3.10/10 says:
If a program attempts to access the stored value of an object through a glvalue of other than one of the following types the behavior is undefined:
However, the term "access" is not defined anywhere. In this context does it mean read, or read or modify ?
In the C standard it is unambiguously defined as read or modify. However in C++11 it seems to be used with different meanings at different times, for example:
1.9/8:
Access to volatile objects are evaluated strictly according to the rules of the abstract machine.
Clearly this is meant to be read or modify, however in many other places such as 1.10/24:
- access or modify a volatile object, or
it is used as if it only means read.
GCC compiler makes an assumption that pointers of different types will never point to the same memory location i.e., alias of each other. Strict aliasing rule helps the compiler to optimize the code.
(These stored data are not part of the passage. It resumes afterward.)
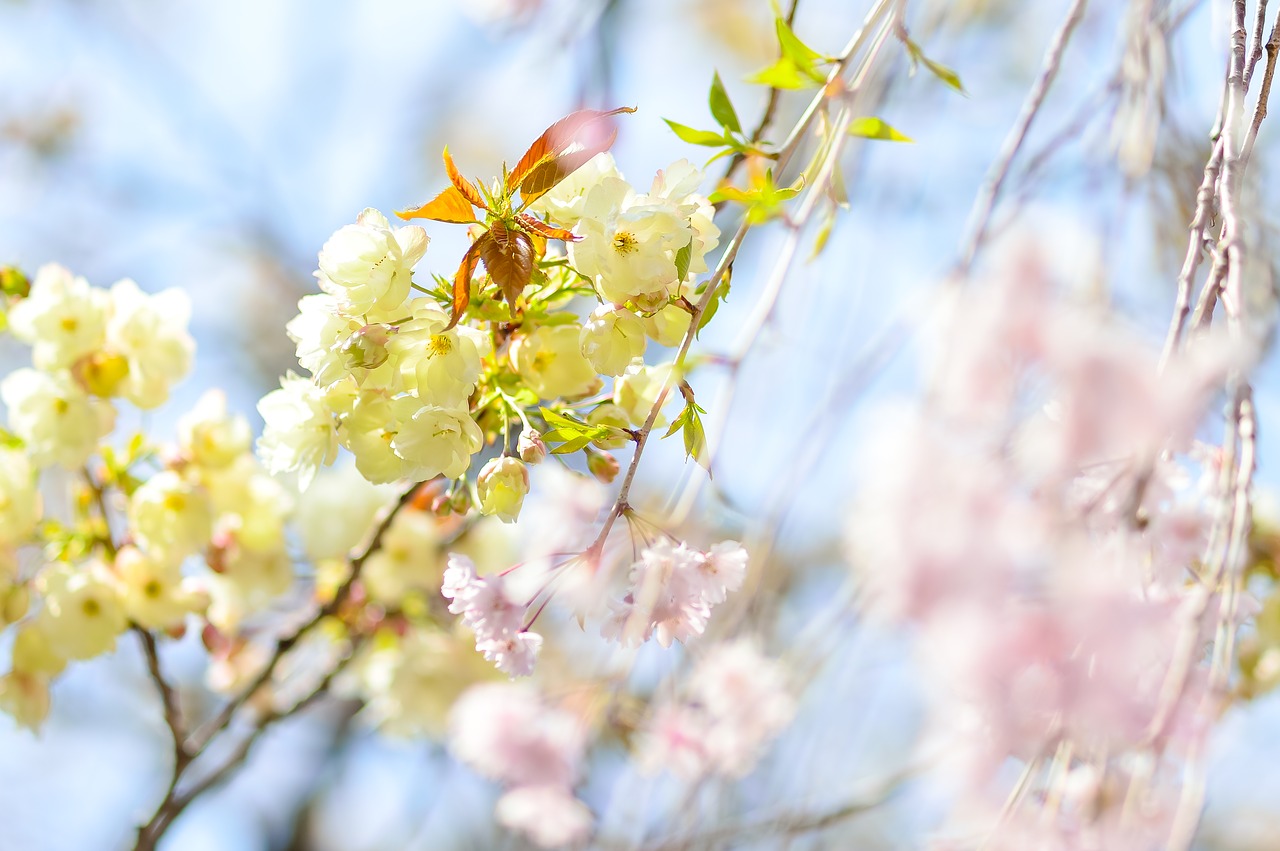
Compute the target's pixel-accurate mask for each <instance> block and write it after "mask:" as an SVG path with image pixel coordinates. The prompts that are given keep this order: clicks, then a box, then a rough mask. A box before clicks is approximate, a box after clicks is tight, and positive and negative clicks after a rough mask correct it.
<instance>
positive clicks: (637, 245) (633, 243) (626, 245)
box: [613, 230, 639, 257]
mask: <svg viewBox="0 0 1280 851" xmlns="http://www.w3.org/2000/svg"><path fill="white" fill-rule="evenodd" d="M613 250H614V251H616V252H618V253H620V255H622V256H623V257H625V256H627V255H634V253H635V252H636V251H637V250H639V243H637V242H636V238H635V235H632V234H630V233H627V232H626V230H620V232H618V233H616V234H613Z"/></svg>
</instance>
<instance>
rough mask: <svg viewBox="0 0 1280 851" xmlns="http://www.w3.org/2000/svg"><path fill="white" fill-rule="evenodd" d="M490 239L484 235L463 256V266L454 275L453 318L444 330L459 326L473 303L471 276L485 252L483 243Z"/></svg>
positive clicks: (473, 274)
mask: <svg viewBox="0 0 1280 851" xmlns="http://www.w3.org/2000/svg"><path fill="white" fill-rule="evenodd" d="M488 238H489V234H484V235H483V237H480V238H479V239H476V241H475V242H474V243H471V247H470V248H467V253H465V255H462V264H461V265H460V266H458V271H457V274H454V275H453V316H452V317H449V325H448V328H445V329H444V330H449V328H453V326H454V325H457V324H458V320H460V319H462V311H465V310H466V308H467V305H470V303H471V275H474V274H475V271H476V262H479V260H480V252H481V251H484V246H483V244H481V243H483V242H484V241H485V239H488Z"/></svg>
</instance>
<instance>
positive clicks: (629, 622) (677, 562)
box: [603, 539, 748, 648]
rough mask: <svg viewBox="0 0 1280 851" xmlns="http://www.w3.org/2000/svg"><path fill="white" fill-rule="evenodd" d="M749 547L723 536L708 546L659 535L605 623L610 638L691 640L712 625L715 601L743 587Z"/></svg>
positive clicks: (613, 608)
mask: <svg viewBox="0 0 1280 851" xmlns="http://www.w3.org/2000/svg"><path fill="white" fill-rule="evenodd" d="M746 561H748V555H746V550H745V549H742V545H741V544H739V543H737V541H722V543H719V544H716V545H714V546H712V548H710V550H709V552H705V553H703V552H699V550H695V549H691V548H689V546H687V545H686V544H673V543H672V541H671V540H668V539H660V540H658V541H657V543H654V544H653V545H650V546H646V548H645V549H644V552H641V553H640V559H639V561H636V562H635V563H634V564H632V566H631V576H630V578H631V586H630V590H628V591H627V594H626V596H623V598H622V601H621V603H614V604H612V608H613V613H612V616H611V618H609V621H608V622H607V623H605V624H604V628H603V633H604V636H605V637H607V639H616V640H617V641H621V642H622V644H623V645H626V646H634V645H639V644H643V642H644V641H648V640H649V639H650V637H657V640H658V644H660V645H662V646H664V648H669V646H671V642H672V641H689V640H690V639H692V637H695V636H699V635H701V633H703V631H704V630H705V628H707V619H708V618H709V617H710V612H712V607H714V605H716V604H718V603H723V601H724V598H726V595H727V594H728V593H730V591H736V590H737V589H740V587H742V580H744V577H745V576H746Z"/></svg>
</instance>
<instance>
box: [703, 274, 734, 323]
mask: <svg viewBox="0 0 1280 851" xmlns="http://www.w3.org/2000/svg"><path fill="white" fill-rule="evenodd" d="M732 278H733V266H730V267H728V269H727V270H726V271H724V276H723V278H721V282H719V284H717V287H716V294H714V296H712V301H710V302H709V303H708V305H707V310H704V311H703V316H701V319H700V320H699V321H698V330H699V331H701V330H703V329H704V328H707V322H709V321H712V316H714V315H716V311H718V310H719V305H721V302H723V301H728V288H730V282H731V279H732ZM704 292H707V284H703V285H701V287H700V288H699V289H698V290H696V292H695V293H694V294H695V296H698V297H699V298H701V294H703V293H704Z"/></svg>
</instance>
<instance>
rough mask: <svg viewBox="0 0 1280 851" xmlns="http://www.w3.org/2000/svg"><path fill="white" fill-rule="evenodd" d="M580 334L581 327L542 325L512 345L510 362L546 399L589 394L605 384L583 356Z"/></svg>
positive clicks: (592, 366) (540, 394)
mask: <svg viewBox="0 0 1280 851" xmlns="http://www.w3.org/2000/svg"><path fill="white" fill-rule="evenodd" d="M581 335H582V329H581V326H579V325H543V326H540V328H538V329H536V330H534V333H532V334H527V335H525V337H520V338H517V339H516V342H515V343H512V346H511V363H512V366H513V367H515V370H516V371H517V372H520V378H522V379H525V381H526V383H527V384H529V386H530V388H532V390H534V392H535V393H536V394H538V395H539V397H541V398H544V399H556V398H566V399H572V398H577V397H584V395H589V394H591V393H595V392H596V390H599V389H600V385H602V381H600V376H599V375H598V374H596V371H595V369H594V367H593V366H591V363H590V361H588V360H586V357H584V354H582V346H581Z"/></svg>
Pointer aliasing is a hidden kind of data dependency that can occur in C, C++, or any other language that uses pointers for array addresses in arithmetic operations. Array data identified by pointers in C can overlap, because the C language puts very few restrictions on pointers.
An alias occurs when different variables point directly or indirectly to a single area of storage. Aliasing refers to assumptions made during optimization about which variables can point to or occupy the same storage area.
Because any pointer could alias any other pointer in C, the compiler must assume that memory regions accessed through these pointers can overlap, which prevents many possible optimizations. C++ enables more optimizations, as pointer arguments will not be treated as possible aliases if they point to different types.
It must mean both read and write, or the rule wouldn't mean much. Consider the example from http://blog.llvm.org/2011/05/what-every-c-programmer-should-know.html:
float *P;
void zero_array() {
int i;
for (i = 0; i < 10000; ++i)
P[i] = 0.0f;
}
The example code above can be optimized into a memset
only if the compiler can assume that none of P[i]
aliases P
. But consider a world in which only reading from an disallowed glvalue is UB, then the above code would not invoke UB even if P[i]
aliases P
for some i
- e.g., if someone did P = (float *) &P;
, because all reads of P
are perfectly legal - they all use the lvalue expression P
.
Edit: CWG issue 1531 is directly on point. The issue was moved to DR (defect report) status in April 2013, but the resolution, for whatever reason, wasn't applied to the working paper.
I don't claim to be a language lawyer. However...
I would interpret the phrase "access the stored value of an object" as "read the stored value of an object".
That interpretation makes more sense given the previous paragraph, which talks about modifying an object.
9 If an expression can be used to modify the object to which it refers, the expression is called modifiable. A program that attempts to modify an object through a nonmodifiable lvalue or rvalue expression is ill-formed.